Ringgit talk lifts KL palm oil at close
Ringgit talk lifts KL palm oil at close
KUALA LUMPUR (Reuters): Persistent talk that the Malaysian government may devalue the ringgit pushed up palm oil futures at the close on Thursday, traders said.
Rumors circulated in the market that the currency would be devalued to 4.02 ringgit against the dollar from 3.8 at present.
"People are not comfortable with these rumors, that's why you see so much short covering today. There's a question mark about the devaluation," said one trader in Kuala Lumpur.
The government has said it will only consider lowering the peg if neighboring currencies drop 20 percent or more against the ringgit.

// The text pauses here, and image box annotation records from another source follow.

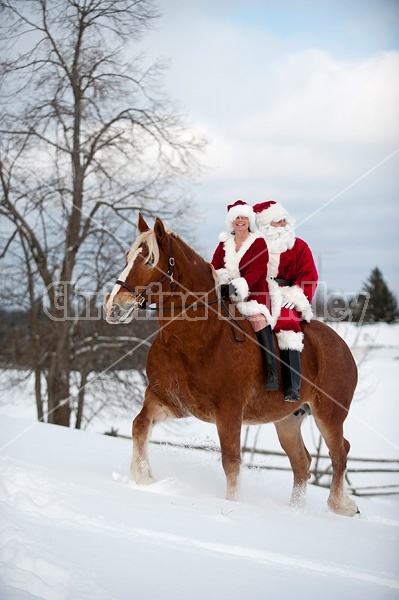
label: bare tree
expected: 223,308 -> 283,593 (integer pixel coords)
0,0 -> 204,425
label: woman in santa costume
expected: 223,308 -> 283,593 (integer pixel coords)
254,200 -> 318,402
212,200 -> 278,391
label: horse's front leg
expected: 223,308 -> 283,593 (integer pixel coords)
274,414 -> 311,508
130,389 -> 169,485
216,408 -> 242,500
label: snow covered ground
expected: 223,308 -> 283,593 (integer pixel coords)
0,326 -> 399,600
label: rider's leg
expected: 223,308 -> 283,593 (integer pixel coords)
249,315 -> 278,392
275,308 -> 303,402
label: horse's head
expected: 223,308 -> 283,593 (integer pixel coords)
104,214 -> 174,324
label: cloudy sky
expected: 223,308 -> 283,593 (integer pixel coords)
138,0 -> 399,296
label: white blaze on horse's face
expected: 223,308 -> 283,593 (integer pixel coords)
104,247 -> 143,325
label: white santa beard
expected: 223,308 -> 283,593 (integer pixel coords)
262,223 -> 295,254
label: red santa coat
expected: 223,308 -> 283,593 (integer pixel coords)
267,238 -> 318,331
211,233 -> 271,322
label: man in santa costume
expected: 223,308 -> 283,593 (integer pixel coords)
212,200 -> 278,391
254,200 -> 318,402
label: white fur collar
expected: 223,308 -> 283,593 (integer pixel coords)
223,232 -> 263,278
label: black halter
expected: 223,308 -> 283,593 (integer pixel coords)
115,237 -> 175,308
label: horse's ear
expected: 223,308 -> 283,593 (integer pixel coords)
137,213 -> 149,233
154,217 -> 167,246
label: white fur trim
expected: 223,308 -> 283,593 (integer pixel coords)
256,202 -> 288,229
231,277 -> 249,302
280,285 -> 313,322
223,233 -> 262,279
215,269 -> 230,285
276,331 -> 303,352
226,204 -> 256,231
236,300 -> 276,327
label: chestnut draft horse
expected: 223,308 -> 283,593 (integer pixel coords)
105,215 -> 358,516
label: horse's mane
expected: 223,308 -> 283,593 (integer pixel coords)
127,229 -> 159,264
127,228 -> 215,279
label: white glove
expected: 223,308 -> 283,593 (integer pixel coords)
218,272 -> 230,285
281,296 -> 295,308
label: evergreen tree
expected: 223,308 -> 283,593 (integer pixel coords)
350,267 -> 399,323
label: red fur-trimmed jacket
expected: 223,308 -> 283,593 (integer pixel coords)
211,232 -> 270,322
267,238 -> 318,321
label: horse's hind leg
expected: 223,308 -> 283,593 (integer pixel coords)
216,418 -> 241,500
130,388 -> 169,484
315,417 -> 359,517
274,414 -> 312,507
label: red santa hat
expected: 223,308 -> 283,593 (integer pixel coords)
226,200 -> 256,232
254,200 -> 289,229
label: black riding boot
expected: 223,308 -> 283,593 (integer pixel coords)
256,325 -> 278,392
280,350 -> 301,402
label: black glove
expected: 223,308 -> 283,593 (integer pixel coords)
220,283 -> 236,298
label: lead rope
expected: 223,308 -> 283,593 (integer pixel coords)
221,298 -> 247,342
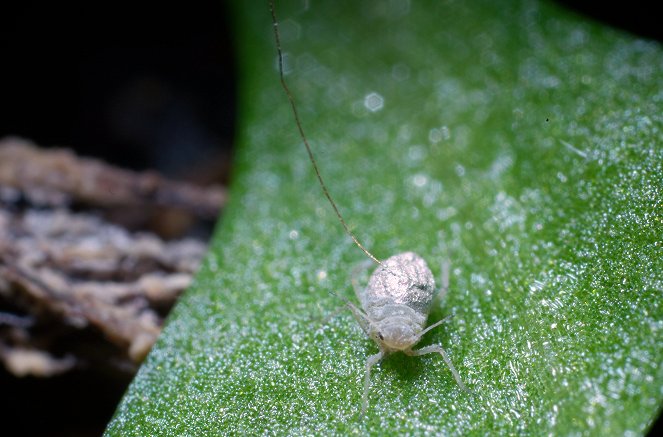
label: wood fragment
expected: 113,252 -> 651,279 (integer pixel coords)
0,139 -> 220,377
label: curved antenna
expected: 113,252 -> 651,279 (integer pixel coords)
269,0 -> 382,265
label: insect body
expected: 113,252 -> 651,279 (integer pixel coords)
347,252 -> 469,414
269,0 -> 469,414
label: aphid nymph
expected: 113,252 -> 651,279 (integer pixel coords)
269,0 -> 470,414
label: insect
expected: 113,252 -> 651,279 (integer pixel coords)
269,0 -> 472,415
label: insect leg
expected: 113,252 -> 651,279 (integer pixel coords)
419,314 -> 454,338
361,351 -> 384,416
435,259 -> 450,302
405,344 -> 474,394
329,291 -> 371,337
352,260 -> 372,301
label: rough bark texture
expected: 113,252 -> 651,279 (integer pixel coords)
0,139 -> 226,376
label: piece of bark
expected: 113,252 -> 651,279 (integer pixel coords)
0,137 -> 227,218
0,140 -> 225,376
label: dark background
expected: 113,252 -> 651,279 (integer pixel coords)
0,0 -> 663,436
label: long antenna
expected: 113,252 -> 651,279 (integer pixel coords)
269,0 -> 382,265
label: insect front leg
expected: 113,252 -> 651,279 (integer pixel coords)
405,344 -> 474,394
361,351 -> 384,416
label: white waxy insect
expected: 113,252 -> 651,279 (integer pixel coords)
346,252 -> 469,414
269,0 -> 471,414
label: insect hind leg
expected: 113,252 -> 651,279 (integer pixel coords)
361,351 -> 384,416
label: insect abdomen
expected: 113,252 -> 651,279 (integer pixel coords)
359,252 -> 435,320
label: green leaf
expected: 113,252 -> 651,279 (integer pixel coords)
107,0 -> 663,436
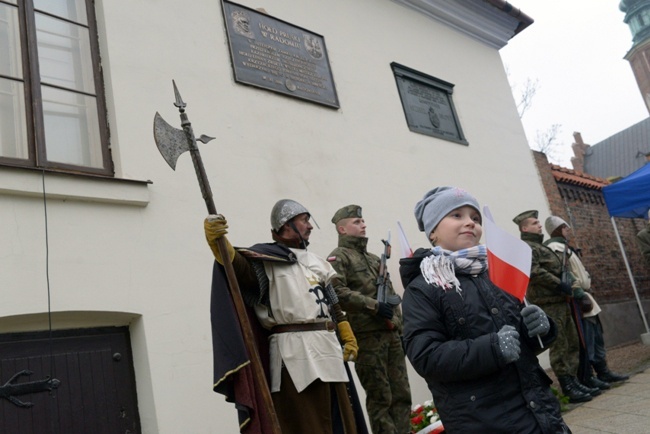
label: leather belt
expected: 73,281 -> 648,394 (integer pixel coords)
271,321 -> 336,333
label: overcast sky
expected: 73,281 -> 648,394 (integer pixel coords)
501,0 -> 648,168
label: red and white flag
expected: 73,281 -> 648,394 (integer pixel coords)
483,206 -> 533,302
397,222 -> 413,258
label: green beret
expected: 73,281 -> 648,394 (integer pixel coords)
332,205 -> 361,224
512,209 -> 539,225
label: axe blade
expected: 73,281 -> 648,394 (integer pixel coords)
153,112 -> 190,170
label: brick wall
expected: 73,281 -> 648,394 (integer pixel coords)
534,152 -> 650,304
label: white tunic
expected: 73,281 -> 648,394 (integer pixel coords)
255,249 -> 348,392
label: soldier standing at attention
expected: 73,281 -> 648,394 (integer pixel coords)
327,205 -> 411,434
512,210 -> 601,402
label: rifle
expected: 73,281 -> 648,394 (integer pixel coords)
560,244 -> 571,285
377,231 -> 402,330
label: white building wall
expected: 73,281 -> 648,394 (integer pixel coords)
0,0 -> 548,433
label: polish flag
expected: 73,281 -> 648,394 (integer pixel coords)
483,206 -> 533,302
397,221 -> 413,258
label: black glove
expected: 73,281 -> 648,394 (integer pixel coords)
555,282 -> 573,297
497,325 -> 521,363
578,296 -> 594,313
375,301 -> 393,319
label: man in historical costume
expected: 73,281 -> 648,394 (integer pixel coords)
204,199 -> 359,434
327,205 -> 411,434
544,216 -> 629,390
512,210 -> 601,402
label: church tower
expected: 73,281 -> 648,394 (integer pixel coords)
618,0 -> 650,112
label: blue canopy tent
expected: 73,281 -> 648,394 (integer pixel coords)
603,164 -> 650,345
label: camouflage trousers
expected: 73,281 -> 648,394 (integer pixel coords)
354,330 -> 411,434
540,303 -> 580,377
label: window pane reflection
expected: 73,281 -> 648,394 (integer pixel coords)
41,86 -> 103,168
36,14 -> 95,94
0,3 -> 23,79
0,78 -> 28,159
34,0 -> 88,25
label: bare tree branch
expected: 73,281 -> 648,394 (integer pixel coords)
516,78 -> 539,119
530,124 -> 562,164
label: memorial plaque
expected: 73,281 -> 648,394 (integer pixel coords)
391,63 -> 468,145
222,0 -> 339,108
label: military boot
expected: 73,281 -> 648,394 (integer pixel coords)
594,362 -> 630,383
557,375 -> 593,403
584,375 -> 612,390
571,377 -> 603,396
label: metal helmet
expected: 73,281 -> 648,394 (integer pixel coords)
271,199 -> 311,232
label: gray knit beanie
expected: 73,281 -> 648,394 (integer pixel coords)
415,187 -> 481,237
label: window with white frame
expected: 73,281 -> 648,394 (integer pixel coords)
0,0 -> 113,176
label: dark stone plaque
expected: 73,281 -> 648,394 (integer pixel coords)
223,0 -> 339,108
391,63 -> 467,145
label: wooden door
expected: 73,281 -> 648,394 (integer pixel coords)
0,327 -> 140,434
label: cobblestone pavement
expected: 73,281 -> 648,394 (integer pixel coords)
562,343 -> 650,434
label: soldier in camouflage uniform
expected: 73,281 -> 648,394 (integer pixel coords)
327,205 -> 411,434
512,210 -> 600,402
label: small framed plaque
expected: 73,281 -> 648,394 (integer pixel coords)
391,62 -> 468,145
222,0 -> 340,108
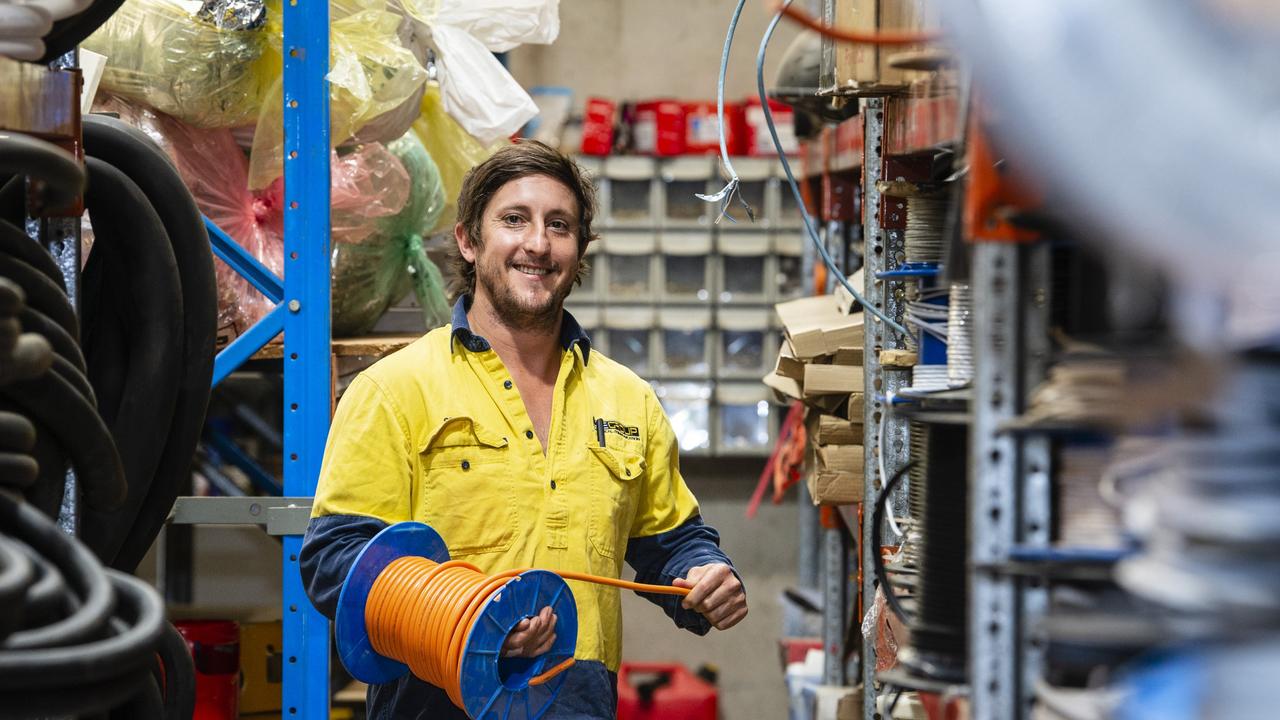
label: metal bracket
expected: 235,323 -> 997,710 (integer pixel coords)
169,497 -> 311,536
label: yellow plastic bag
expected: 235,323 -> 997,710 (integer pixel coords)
413,83 -> 508,233
82,0 -> 278,128
248,0 -> 426,190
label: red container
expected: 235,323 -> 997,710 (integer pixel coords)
632,100 -> 685,158
582,97 -> 618,155
174,620 -> 239,720
685,100 -> 746,155
618,662 -> 719,720
744,97 -> 800,155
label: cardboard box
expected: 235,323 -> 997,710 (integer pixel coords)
774,295 -> 863,360
804,363 -> 865,397
809,445 -> 864,505
810,414 -> 865,446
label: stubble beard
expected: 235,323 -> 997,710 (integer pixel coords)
476,256 -> 573,333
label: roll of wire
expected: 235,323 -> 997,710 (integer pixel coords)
365,548 -> 689,708
947,282 -> 973,388
902,192 -> 950,263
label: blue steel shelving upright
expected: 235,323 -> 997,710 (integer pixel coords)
210,0 -> 332,720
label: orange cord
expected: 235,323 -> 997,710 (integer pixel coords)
365,556 -> 689,707
782,5 -> 941,45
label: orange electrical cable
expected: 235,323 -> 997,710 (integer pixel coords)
774,5 -> 942,45
365,556 -> 689,707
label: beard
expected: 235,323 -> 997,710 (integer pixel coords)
476,253 -> 573,333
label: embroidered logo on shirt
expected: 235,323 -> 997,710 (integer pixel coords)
591,418 -> 640,447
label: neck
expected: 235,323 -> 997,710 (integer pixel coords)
467,293 -> 563,375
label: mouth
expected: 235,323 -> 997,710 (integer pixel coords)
511,263 -> 552,278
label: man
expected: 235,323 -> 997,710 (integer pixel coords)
301,137 -> 746,720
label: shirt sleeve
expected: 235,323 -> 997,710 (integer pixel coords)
626,384 -> 741,635
298,374 -> 413,619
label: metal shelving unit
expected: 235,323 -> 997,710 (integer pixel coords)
861,97 -> 910,719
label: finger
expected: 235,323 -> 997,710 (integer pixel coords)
529,633 -> 556,657
685,565 -> 727,611
703,573 -> 744,612
712,607 -> 746,630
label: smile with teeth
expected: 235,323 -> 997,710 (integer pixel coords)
512,264 -> 552,277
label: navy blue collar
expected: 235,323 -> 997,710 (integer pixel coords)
449,295 -> 591,365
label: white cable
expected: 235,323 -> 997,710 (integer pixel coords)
694,0 -> 755,224
0,3 -> 54,60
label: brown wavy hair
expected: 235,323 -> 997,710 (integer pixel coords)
448,140 -> 599,299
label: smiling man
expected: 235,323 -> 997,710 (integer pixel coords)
300,142 -> 746,720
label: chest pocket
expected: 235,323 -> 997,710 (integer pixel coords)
588,443 -> 645,559
415,416 -> 517,556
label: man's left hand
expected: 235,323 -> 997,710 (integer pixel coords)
672,562 -> 746,630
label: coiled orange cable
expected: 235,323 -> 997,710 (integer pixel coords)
365,556 -> 689,707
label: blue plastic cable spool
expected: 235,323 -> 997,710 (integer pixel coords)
334,523 -> 577,720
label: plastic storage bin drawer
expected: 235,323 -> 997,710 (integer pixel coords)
716,232 -> 774,304
658,229 -> 714,302
604,158 -> 657,227
716,307 -> 778,379
595,231 -> 658,297
653,380 -> 712,455
658,307 -> 716,378
600,305 -> 655,377
716,382 -> 774,456
658,158 -> 719,228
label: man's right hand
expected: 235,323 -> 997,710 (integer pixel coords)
502,606 -> 556,657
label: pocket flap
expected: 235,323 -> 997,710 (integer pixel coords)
588,445 -> 645,480
419,415 -> 507,452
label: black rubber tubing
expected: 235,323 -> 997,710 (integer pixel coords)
18,302 -> 86,373
872,460 -> 915,625
0,220 -> 64,286
83,115 -> 218,571
0,361 -> 128,510
0,252 -> 79,337
159,623 -> 196,720
0,489 -> 115,648
0,536 -> 36,643
0,131 -> 84,206
0,570 -> 165,691
81,156 -> 186,564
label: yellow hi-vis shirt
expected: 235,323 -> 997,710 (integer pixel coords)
312,312 -> 698,671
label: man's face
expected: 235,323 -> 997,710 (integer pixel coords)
454,176 -> 579,329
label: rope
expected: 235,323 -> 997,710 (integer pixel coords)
365,556 -> 689,707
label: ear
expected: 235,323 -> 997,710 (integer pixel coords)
453,223 -> 476,263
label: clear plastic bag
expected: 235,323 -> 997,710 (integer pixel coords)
412,83 -> 507,232
82,0 -> 279,128
403,0 -> 559,143
248,0 -> 426,188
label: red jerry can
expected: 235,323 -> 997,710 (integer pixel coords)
174,620 -> 239,720
618,662 -> 719,720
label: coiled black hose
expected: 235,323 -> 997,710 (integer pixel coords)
77,156 -> 184,561
83,115 -> 218,571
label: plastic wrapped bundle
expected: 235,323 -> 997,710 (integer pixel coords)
332,133 -> 448,336
83,0 -> 276,128
413,83 -> 507,232
248,0 -> 426,188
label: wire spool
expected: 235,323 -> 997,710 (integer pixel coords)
900,424 -> 969,682
911,365 -> 948,392
1055,445 -> 1124,548
335,523 -> 577,720
947,283 -> 973,388
902,192 -> 950,264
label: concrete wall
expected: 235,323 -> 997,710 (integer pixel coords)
509,0 -> 796,109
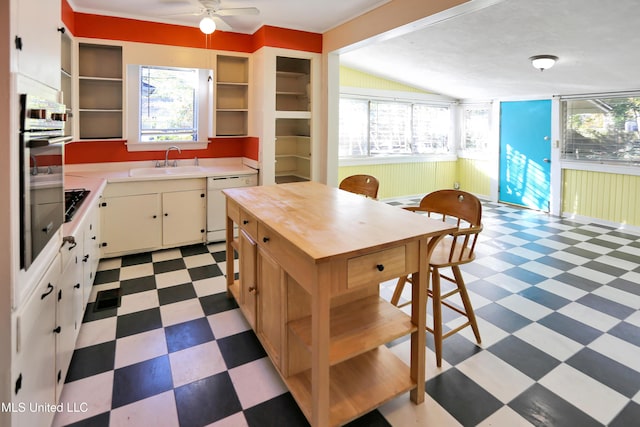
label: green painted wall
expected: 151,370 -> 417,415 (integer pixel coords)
562,169 -> 640,226
338,67 -> 489,199
340,66 -> 431,93
456,158 -> 491,198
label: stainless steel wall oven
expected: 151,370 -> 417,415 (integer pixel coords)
19,94 -> 71,269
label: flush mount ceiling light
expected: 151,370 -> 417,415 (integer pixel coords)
529,55 -> 558,71
200,16 -> 216,34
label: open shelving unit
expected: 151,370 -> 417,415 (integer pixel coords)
78,43 -> 123,140
215,55 -> 249,136
60,31 -> 73,135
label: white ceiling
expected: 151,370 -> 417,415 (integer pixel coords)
69,0 -> 389,34
70,0 -> 640,99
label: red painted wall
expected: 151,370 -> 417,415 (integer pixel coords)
61,0 -> 322,164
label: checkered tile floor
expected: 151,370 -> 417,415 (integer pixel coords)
54,200 -> 640,427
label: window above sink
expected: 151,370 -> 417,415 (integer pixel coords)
126,64 -> 213,151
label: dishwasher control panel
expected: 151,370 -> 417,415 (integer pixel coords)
207,174 -> 258,242
207,174 -> 258,190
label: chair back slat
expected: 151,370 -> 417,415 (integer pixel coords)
338,174 -> 380,199
411,190 -> 482,264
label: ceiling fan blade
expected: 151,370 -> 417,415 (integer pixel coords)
211,15 -> 233,31
216,7 -> 260,16
161,11 -> 205,17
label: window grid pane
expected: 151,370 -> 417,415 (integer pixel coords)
369,101 -> 411,156
338,98 -> 369,157
338,97 -> 451,157
461,107 -> 491,151
562,97 -> 640,164
413,104 -> 450,154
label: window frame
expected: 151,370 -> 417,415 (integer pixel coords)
458,102 -> 494,157
125,64 -> 213,151
558,91 -> 640,167
337,87 -> 457,166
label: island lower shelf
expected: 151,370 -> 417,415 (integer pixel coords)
284,346 -> 417,426
288,295 -> 418,365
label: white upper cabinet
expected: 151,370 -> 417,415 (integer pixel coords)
14,0 -> 62,90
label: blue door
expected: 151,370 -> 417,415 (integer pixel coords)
498,100 -> 551,212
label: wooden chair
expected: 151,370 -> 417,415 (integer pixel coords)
391,190 -> 482,366
338,175 -> 380,199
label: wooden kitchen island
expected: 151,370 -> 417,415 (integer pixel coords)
223,182 -> 454,426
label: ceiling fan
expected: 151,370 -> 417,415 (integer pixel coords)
165,0 -> 260,34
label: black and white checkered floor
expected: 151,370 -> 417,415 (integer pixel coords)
54,200 -> 640,427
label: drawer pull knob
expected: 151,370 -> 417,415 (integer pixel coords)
40,283 -> 53,299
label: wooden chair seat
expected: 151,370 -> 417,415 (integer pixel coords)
391,190 -> 482,366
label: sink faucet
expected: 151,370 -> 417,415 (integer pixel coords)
29,154 -> 38,175
164,145 -> 182,168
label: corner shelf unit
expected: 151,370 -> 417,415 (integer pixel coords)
275,56 -> 312,183
60,31 -> 73,135
215,55 -> 249,136
78,43 -> 123,140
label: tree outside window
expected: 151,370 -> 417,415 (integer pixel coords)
140,66 -> 198,142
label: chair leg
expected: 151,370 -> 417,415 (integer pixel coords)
391,276 -> 407,306
431,267 -> 442,367
451,265 -> 481,344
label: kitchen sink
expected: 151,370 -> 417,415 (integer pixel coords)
129,166 -> 203,176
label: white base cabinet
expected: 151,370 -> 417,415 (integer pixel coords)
56,197 -> 100,402
100,178 -> 206,257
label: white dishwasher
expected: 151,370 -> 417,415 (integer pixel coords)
207,174 -> 258,242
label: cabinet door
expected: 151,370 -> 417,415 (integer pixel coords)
257,248 -> 284,369
101,194 -> 162,254
11,256 -> 61,427
82,205 -> 100,305
238,230 -> 257,330
162,190 -> 207,246
15,0 -> 61,90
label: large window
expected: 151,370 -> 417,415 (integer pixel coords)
139,66 -> 198,142
561,94 -> 640,164
339,96 -> 451,157
127,64 -> 213,150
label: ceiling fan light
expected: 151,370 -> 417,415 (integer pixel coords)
529,55 -> 558,71
200,16 -> 216,34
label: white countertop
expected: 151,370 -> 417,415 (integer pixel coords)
62,157 -> 258,236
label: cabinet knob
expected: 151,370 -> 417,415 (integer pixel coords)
14,372 -> 22,394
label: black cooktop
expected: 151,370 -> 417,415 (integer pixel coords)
64,188 -> 89,222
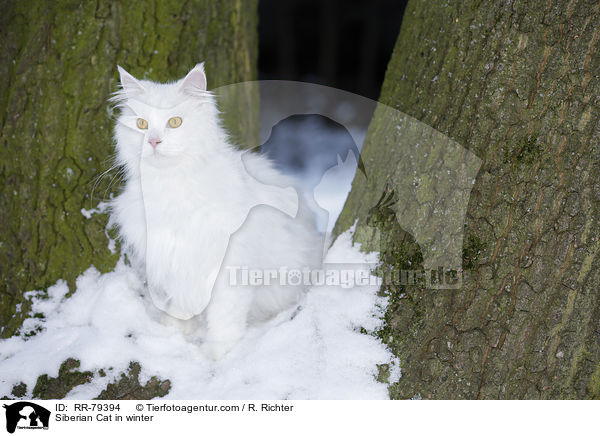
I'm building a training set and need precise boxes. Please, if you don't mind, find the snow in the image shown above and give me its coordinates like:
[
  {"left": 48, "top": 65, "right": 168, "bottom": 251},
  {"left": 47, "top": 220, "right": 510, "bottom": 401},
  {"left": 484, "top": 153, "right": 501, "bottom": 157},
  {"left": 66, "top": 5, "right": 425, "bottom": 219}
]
[{"left": 0, "top": 230, "right": 400, "bottom": 399}]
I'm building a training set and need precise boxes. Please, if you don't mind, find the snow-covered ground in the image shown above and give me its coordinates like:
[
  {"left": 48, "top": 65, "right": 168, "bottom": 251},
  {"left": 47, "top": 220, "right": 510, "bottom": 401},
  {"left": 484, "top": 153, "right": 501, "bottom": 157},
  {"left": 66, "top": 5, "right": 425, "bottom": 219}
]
[{"left": 0, "top": 231, "right": 399, "bottom": 399}]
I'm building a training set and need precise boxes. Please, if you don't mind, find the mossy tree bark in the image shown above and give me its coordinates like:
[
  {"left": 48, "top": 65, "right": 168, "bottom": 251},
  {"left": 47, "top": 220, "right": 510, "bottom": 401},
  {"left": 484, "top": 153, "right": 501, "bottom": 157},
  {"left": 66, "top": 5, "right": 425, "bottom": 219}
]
[
  {"left": 337, "top": 0, "right": 600, "bottom": 398},
  {"left": 0, "top": 0, "right": 257, "bottom": 337}
]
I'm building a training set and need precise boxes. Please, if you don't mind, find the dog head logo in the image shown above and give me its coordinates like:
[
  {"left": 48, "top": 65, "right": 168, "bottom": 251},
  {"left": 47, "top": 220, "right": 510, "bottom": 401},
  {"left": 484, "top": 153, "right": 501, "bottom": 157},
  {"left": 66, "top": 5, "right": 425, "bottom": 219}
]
[{"left": 3, "top": 401, "right": 50, "bottom": 433}]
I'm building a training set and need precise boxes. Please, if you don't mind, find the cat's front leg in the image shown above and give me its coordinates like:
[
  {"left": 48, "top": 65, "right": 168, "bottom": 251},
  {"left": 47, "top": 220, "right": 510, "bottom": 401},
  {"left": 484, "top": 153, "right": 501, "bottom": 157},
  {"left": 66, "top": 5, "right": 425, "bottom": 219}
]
[{"left": 202, "top": 286, "right": 253, "bottom": 360}]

Benchmark June futures ended the day 15 ringgit higher at 877 ringgit ($230.78) a ton after trading as high as 882. Volume was heavy at 2,341 lots.
"There are so many rumors about the devaluation. But expectations of lower output in March is still in the air, which was another reason why the market went up," said another trader.
Private forecaster Ivan Wong is expected to release his estimates for March output, stocks and exports on Friday. He earlier said March palm oil output was seen down five percent to 842,000 tons from February.
Separately, industry officials in India said the country's soyoil imports are likely to rise marginally in coming months as lower customs duties encourage a switch from palm oil.
"Lower customs duties on soyoil compared to other edible oils may result in more imports in the next few months," Mansukhbhai Patel, president of Central Organization for Oil Industry and Trade (COOIT), told Reuters.
Physical April (south and central) CPO was offered at 855 ringgit a ton against bids of 850, and deals were reported at 850 to 855 ringgit for south and at 850 for central.
Physical May (south and central) crude palm oil saw offers at 875 ringgit a ton against bids of 870. Business was reported at 865 to 870 for south and at 870 for central.